Napolitano declined to be interviewed for this story, but Nathan Brostrom, chief financial officer for the University of California, defended the president’s office in a phone interview on Thursday, calling elements of the audit’s tone and characterization “unfortunate.” He disputed the idea that the central administration — whose budget makes up $747 million of UC’s total operating budget of $31.5 billion — maintains a “slush fund,” as lawmakers have charged, and said much of the funding in question was tied to specific initiatives, such as cybersecurity and sexual violence prevention.
But the latest revelations have already caused turmoil for UC, with growing calls to cancel the tuition hikes and even new legislation to force such a move.
Yet, while many interviewed for this story were quick to blast the Office of the President or the regents for the audit findings, they were hesitant to place the blame on Napolitano, who once vowed to bring transparency and spending controls to the bureaucracy headquartered in downtown Oakland.
“I remain a supporter of Janet’s,” Newsom said. “I still believe in her.”
Even Kathryn Lybarger, an outspoken critic of UC’s management who leads a union representing UC’s lower-wage workers, AFSCME Local 3299, declined to say whether Napolitano was responsible for the problems, saying only that it should be further investigated.

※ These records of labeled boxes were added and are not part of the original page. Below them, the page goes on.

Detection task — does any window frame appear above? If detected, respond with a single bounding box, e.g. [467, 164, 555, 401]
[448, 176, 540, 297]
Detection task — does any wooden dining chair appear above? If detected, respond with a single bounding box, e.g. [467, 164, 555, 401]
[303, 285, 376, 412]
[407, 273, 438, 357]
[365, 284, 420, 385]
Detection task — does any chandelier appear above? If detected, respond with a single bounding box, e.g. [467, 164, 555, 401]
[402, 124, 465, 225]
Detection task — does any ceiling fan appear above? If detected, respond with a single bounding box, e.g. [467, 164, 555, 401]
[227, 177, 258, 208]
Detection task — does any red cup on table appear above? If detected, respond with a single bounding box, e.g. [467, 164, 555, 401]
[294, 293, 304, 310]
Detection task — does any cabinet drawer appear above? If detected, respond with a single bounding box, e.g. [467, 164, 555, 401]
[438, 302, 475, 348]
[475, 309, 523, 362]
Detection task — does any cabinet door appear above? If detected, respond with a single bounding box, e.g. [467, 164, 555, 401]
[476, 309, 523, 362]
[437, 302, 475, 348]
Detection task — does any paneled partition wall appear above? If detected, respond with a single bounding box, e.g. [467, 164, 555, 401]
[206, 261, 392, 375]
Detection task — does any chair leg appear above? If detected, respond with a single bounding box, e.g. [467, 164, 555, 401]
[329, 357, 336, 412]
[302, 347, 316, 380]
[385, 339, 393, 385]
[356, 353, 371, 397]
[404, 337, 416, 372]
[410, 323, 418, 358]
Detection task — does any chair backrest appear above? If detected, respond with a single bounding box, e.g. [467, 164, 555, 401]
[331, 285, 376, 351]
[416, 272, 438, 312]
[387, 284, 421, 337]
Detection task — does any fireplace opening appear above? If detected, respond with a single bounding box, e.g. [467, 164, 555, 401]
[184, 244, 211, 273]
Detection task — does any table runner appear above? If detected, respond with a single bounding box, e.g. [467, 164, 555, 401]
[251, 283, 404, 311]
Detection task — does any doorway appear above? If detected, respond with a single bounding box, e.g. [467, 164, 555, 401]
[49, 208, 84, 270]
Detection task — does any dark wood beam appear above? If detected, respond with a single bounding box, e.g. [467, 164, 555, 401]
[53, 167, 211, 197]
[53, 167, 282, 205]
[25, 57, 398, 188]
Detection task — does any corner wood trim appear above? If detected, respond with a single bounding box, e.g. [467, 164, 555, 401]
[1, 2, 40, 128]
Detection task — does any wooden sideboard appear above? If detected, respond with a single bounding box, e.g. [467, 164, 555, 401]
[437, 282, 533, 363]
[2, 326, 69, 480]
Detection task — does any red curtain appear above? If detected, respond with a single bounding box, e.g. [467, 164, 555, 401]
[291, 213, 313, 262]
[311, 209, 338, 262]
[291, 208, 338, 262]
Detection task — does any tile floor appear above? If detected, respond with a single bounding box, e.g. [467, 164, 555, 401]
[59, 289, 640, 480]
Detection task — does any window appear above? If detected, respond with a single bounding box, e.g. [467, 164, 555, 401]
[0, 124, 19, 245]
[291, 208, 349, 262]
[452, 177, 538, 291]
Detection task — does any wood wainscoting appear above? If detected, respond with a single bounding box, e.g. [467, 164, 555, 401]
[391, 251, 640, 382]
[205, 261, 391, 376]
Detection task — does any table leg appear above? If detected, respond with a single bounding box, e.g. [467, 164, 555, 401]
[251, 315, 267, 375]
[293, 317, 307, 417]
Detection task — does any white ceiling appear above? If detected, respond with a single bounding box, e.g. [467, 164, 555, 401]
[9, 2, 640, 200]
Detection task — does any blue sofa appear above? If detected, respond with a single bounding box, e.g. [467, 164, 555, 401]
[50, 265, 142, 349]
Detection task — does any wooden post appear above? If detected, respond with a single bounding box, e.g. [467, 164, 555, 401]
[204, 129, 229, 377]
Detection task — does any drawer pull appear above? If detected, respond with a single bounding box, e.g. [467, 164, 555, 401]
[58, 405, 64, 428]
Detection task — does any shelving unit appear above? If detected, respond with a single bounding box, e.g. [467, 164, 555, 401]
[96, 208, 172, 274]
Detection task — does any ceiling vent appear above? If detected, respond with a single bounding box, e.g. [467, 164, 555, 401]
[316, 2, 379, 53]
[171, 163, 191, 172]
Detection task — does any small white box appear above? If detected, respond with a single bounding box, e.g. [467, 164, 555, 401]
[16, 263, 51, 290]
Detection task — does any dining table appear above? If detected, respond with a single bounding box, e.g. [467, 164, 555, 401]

Paul Monge Rodriguez, a UC Berkeley graduate student appointed to represent UC students on the board of regents next year, said Napolitano has worked more closely with students than previous presidents and generally has “led us in a positive direction from where we started.”
Schnur said it was understandable why people, politicians especially, might avoid pointing out Napolitano’s failings on the job. “She might be politically wounded at the moment,” he said, “but she’s going to recover, and she probably has a very long memory, so there’s not much incentive for anyone to get in her doghouse.”
In 2015, after Brown and Napolitano clashed publicly over the tuition-hike threat, they struck a deal: The state would help to pay down the system’s pension debt and help to fund enrollment expansion if UC kept tuition flat for another two years, made pension reforms, and added 10,000 more in-state spots for undergraduates.
But two years later, the university says it has no choice but to raise fees again this fall — by $336 to $12,370.
Napolitano also has been coping with her own personal struggles. She was hospitalized in January for side-effects of cancer treatment. She kept the news private, telling only the chairwoman of the board, Monica Lozano.
Lozano took a defensive posture about the latest audit in an interview Friday. She said she stood with the president, saying Napolitano has harnessed the university’s size and brainpower to take on “great social challenges.”
“I think Janet Napolitano is a tremendously effective leader for the University of California,” she said.
Newsom said he has no doubt Napolitano can tackle the bureaucratic problems highlighted in the audit or that she “has the political skills to smooth things over with the Legislature.”
“The fact that she hasn’t,” he said, “doesn’t mean she won’t and can’t.”